The question also mentions Zech 12:10 so here we go again:

Zech. 12:10 is applied to the Messiah the Son of Joseph in the Talmud (Sukk. 52 a), and so is verse 12, there being, however, a difference of opinion whether the mourning is caused by the death of the Messiah the Son of Joseph, or else on account of the evil concupiscence (Yetser haRa).

In summary there were no prophecies that contradicted the Rabbinic expectations and Jesus clearly satisfied them, that is partly why some Rabbis believed in Christ as their Messiah. However the final progression of revelation in the appearance oh this man from Bethlehem who satisfied all these prophecies was not just a pre-existing human above angels and above Abraham and everyone else, but also God himself (though admitted the difference seems small, yet important) and that he was a Priest not just to restore Israel but to die for gentiles, this seems too much of a stumbling block to their pride.

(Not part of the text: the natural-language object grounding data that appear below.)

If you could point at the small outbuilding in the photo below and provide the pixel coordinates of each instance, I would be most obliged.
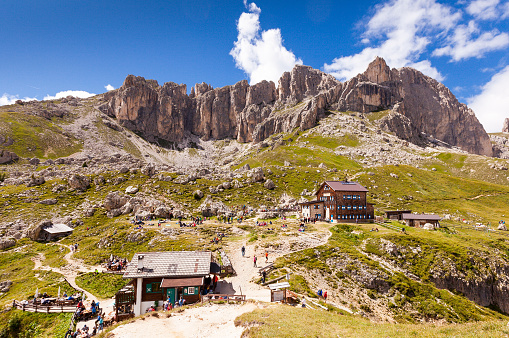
(396, 214)
(52, 231)
(418, 220)
(162, 276)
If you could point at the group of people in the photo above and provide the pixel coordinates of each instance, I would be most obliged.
(322, 294)
(217, 238)
(255, 259)
(210, 284)
(85, 331)
(117, 264)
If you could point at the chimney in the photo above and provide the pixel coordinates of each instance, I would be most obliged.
(140, 262)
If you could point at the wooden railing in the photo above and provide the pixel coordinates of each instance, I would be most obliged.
(222, 298)
(44, 308)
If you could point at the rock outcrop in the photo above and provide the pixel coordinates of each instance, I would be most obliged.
(253, 113)
(7, 157)
(505, 127)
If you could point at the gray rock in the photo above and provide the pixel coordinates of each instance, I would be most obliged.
(50, 201)
(114, 201)
(36, 181)
(7, 156)
(131, 190)
(149, 170)
(34, 161)
(198, 194)
(6, 243)
(162, 212)
(78, 182)
(269, 184)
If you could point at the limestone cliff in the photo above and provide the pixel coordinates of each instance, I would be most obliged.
(253, 113)
(428, 104)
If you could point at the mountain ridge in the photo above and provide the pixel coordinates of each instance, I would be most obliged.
(253, 113)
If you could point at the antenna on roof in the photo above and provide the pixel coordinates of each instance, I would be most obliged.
(140, 263)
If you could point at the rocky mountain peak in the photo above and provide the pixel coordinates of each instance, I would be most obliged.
(247, 113)
(378, 71)
(303, 82)
(505, 127)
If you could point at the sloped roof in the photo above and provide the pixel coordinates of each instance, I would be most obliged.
(170, 264)
(345, 186)
(423, 217)
(57, 228)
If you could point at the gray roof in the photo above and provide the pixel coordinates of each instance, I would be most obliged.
(169, 264)
(57, 228)
(423, 217)
(346, 186)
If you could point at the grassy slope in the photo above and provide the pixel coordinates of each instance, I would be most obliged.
(286, 321)
(35, 136)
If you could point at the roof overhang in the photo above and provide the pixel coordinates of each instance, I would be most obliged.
(179, 282)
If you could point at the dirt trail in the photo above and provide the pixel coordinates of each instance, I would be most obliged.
(214, 320)
(70, 272)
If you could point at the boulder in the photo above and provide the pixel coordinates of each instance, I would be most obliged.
(505, 127)
(7, 157)
(149, 170)
(34, 161)
(131, 190)
(428, 226)
(257, 174)
(99, 180)
(114, 201)
(78, 182)
(6, 243)
(162, 212)
(50, 201)
(198, 194)
(269, 184)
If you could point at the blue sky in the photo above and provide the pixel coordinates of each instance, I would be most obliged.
(54, 48)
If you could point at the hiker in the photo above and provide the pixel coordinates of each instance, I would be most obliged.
(100, 321)
(215, 282)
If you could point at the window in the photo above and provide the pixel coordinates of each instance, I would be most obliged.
(153, 287)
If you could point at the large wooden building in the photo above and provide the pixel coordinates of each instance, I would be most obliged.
(339, 201)
(158, 276)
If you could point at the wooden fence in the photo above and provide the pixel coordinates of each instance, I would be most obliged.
(44, 308)
(222, 298)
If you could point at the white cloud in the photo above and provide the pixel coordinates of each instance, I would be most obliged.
(483, 9)
(76, 93)
(505, 10)
(463, 44)
(404, 29)
(491, 105)
(261, 55)
(7, 99)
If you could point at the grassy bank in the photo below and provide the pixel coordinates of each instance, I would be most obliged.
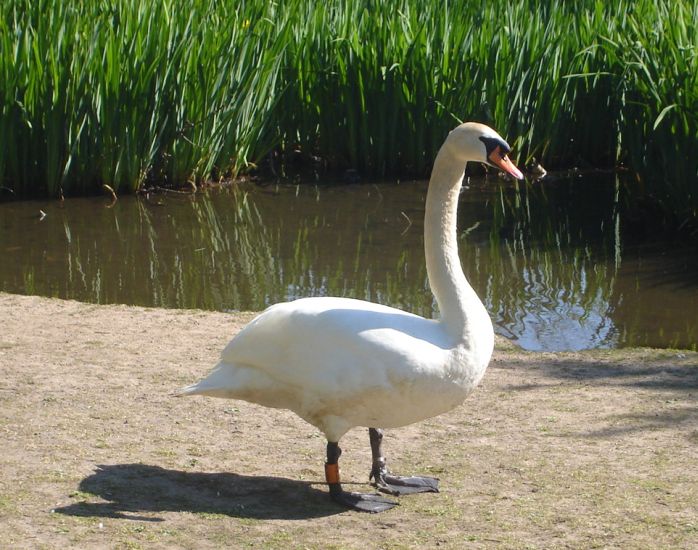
(124, 93)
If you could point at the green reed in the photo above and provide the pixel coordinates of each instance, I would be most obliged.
(124, 93)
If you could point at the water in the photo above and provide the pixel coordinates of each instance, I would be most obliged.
(547, 258)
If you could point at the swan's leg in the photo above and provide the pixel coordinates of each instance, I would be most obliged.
(355, 501)
(395, 485)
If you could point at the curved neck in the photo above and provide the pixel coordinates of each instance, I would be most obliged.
(460, 308)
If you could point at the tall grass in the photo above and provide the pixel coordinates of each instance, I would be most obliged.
(124, 92)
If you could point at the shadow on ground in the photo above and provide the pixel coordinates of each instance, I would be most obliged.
(681, 375)
(132, 489)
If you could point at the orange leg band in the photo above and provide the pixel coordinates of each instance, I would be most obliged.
(332, 473)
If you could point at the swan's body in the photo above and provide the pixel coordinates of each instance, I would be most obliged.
(388, 368)
(340, 363)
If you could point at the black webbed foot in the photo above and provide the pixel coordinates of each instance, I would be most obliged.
(361, 502)
(398, 485)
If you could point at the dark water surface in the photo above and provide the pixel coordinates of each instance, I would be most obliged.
(547, 258)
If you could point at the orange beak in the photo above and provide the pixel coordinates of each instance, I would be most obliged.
(502, 161)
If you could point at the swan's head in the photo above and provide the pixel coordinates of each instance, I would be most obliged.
(476, 142)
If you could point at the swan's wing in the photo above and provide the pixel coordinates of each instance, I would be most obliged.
(336, 345)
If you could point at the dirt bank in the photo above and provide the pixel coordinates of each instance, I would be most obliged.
(565, 450)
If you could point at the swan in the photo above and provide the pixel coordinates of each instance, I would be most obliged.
(340, 363)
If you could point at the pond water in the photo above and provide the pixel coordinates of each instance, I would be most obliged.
(548, 258)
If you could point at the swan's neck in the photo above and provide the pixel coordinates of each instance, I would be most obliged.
(462, 313)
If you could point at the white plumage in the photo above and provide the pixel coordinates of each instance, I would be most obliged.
(340, 363)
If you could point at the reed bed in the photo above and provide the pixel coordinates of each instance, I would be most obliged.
(126, 93)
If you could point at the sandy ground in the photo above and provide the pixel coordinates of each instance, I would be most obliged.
(584, 450)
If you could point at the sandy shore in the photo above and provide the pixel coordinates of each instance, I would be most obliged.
(565, 450)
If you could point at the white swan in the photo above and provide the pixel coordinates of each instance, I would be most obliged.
(340, 363)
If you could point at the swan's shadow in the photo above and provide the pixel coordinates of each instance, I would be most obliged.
(130, 489)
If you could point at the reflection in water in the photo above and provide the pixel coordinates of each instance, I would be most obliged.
(547, 257)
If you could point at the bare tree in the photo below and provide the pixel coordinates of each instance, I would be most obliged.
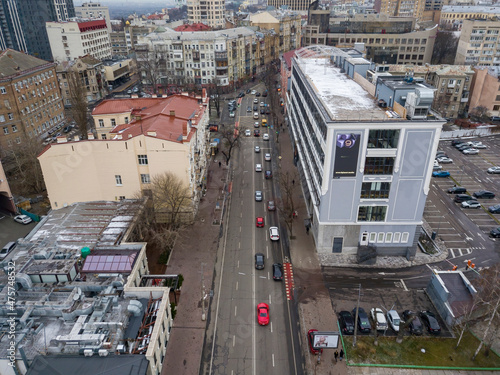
(78, 99)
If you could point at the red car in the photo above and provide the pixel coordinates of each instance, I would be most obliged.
(263, 314)
(259, 222)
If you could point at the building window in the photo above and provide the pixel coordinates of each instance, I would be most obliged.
(372, 213)
(382, 138)
(384, 165)
(375, 190)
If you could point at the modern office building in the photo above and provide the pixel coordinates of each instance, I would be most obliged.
(365, 169)
(22, 24)
(75, 38)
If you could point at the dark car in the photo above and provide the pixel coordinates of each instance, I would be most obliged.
(459, 198)
(484, 194)
(430, 322)
(363, 321)
(457, 190)
(277, 272)
(413, 321)
(346, 322)
(259, 261)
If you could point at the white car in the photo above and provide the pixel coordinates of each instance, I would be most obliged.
(379, 318)
(471, 151)
(394, 320)
(445, 160)
(274, 234)
(22, 219)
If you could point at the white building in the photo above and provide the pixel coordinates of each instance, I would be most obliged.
(72, 39)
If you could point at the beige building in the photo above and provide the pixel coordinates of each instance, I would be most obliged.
(72, 39)
(89, 70)
(210, 12)
(138, 139)
(485, 90)
(478, 43)
(30, 99)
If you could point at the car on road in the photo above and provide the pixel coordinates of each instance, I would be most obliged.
(430, 321)
(263, 314)
(444, 160)
(495, 232)
(22, 219)
(258, 196)
(414, 325)
(394, 320)
(379, 319)
(457, 190)
(310, 338)
(494, 209)
(271, 206)
(277, 272)
(259, 222)
(274, 234)
(259, 261)
(346, 322)
(471, 204)
(470, 151)
(363, 321)
(485, 194)
(441, 174)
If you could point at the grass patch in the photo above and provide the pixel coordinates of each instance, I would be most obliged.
(438, 352)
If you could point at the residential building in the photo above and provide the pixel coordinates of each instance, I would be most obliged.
(452, 16)
(386, 40)
(72, 39)
(209, 12)
(86, 296)
(93, 11)
(478, 43)
(21, 30)
(89, 71)
(137, 140)
(286, 24)
(365, 168)
(485, 90)
(30, 100)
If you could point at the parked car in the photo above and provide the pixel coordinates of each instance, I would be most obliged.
(346, 322)
(379, 319)
(277, 272)
(263, 314)
(430, 322)
(485, 194)
(441, 174)
(415, 325)
(22, 219)
(363, 321)
(457, 190)
(259, 261)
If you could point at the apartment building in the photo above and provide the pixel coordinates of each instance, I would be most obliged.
(452, 16)
(72, 39)
(21, 30)
(209, 12)
(365, 169)
(30, 99)
(137, 140)
(93, 11)
(478, 43)
(286, 24)
(386, 40)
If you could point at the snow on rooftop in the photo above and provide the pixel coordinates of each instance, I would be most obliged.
(342, 97)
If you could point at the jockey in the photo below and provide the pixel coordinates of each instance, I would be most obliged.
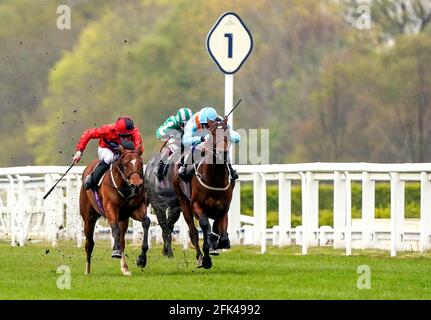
(172, 130)
(195, 135)
(110, 136)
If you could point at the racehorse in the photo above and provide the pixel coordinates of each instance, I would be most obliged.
(209, 193)
(164, 201)
(120, 195)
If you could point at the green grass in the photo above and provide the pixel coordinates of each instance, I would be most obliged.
(241, 273)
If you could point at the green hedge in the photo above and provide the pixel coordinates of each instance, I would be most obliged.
(382, 202)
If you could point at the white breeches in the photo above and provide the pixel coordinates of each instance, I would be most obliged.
(106, 155)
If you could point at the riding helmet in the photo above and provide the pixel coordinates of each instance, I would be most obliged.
(207, 114)
(124, 126)
(183, 115)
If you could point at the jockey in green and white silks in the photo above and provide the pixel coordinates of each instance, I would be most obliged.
(172, 130)
(194, 135)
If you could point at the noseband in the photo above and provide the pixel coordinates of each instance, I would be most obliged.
(128, 189)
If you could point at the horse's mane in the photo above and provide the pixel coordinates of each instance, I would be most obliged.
(128, 145)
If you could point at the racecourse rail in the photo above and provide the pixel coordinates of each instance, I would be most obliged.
(24, 215)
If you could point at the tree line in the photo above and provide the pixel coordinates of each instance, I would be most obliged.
(327, 90)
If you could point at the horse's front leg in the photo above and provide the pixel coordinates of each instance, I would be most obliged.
(205, 226)
(220, 227)
(123, 229)
(173, 216)
(141, 215)
(112, 216)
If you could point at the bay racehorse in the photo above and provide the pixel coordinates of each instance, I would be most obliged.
(209, 193)
(163, 199)
(120, 195)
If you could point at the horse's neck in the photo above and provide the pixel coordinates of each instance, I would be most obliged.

So it is not any particular prophecy in question that would cause a Rabbi to reject Christ but the 'composite whole' of all the prophecies and what they all meant, at the appearance of Christ, that divided father from son and Rabbi from Rabbi.

  • @ Mike - The word, "composite," is quite revealing! The O.T. contained, not just many prophecies about nations, events, etc., that were fulfilled individually by each. But what is awesome is the fact that a multitude of prophecies were fulfilled all in ONE PERSON compositely! The odds of this are "out of this world."